Primitive Groups with a Determination of the Primitive Groups of Degree 20
American Journal of Mathematics, Vol. 34, No. 1. (January, 1912), pp. 1-20


Substitution groups were first considered in connection with the solution of algebraic equations. The earliest work that devotes considerable attention to these groups (Ruffini, Teoria generale delle equazioni, Bologna 1799) divides the substitution groups, or permutations, as Ruffini calls them, into two main classes, viz., the cyclic and non-cyclic permutations. The non-cyclic permutations are again divided into permutations of the first, second, and third kind, which correspond to what are now known as intransitive, imprimitive, and primitive groups.
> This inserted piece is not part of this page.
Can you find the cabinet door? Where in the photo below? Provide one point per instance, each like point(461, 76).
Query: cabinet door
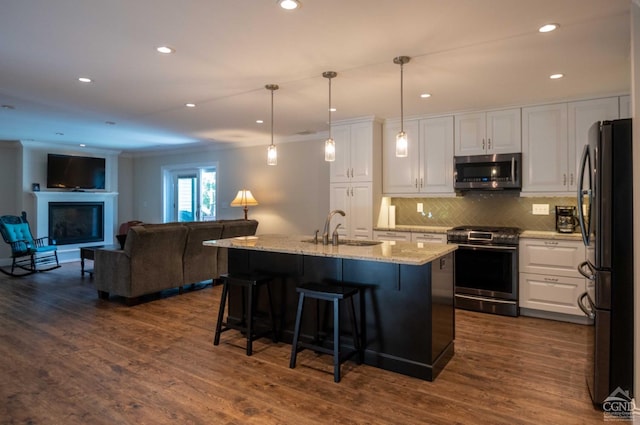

The primitive group notion was emphasized later by Galois, who defined primitive groups in connection with primitive equations and who was the first to show the close relation which exists between the theory of substitution groups and the solution of algebraic equations. From his time mathematicians have recognized the fact that the determination of all the substitution groups of a given degree is a fundamental problem of algebra. Since the determination of intransitive groups is based on a knowledge of the transitive groups of lower degree and the determination of imprimitive groups requires a knowledge of primitive groups of lower degree, it is evident that the determination of the primitive groups of different degrees is important for the solution of this fundamental problem. Numerous theorems have been published which aid in this determination, and the enumeration of all the primitive groups of a given degree has been carried through degree 19.

The first part of the present paper contains a number of theorems concerning the determination of simply transitive primitive groups. In Part II, the primitive groups of degree 20 are determined, while in Part III certain primitive groups whose maximal subgroup contains a transitive constituent of prime order are considered.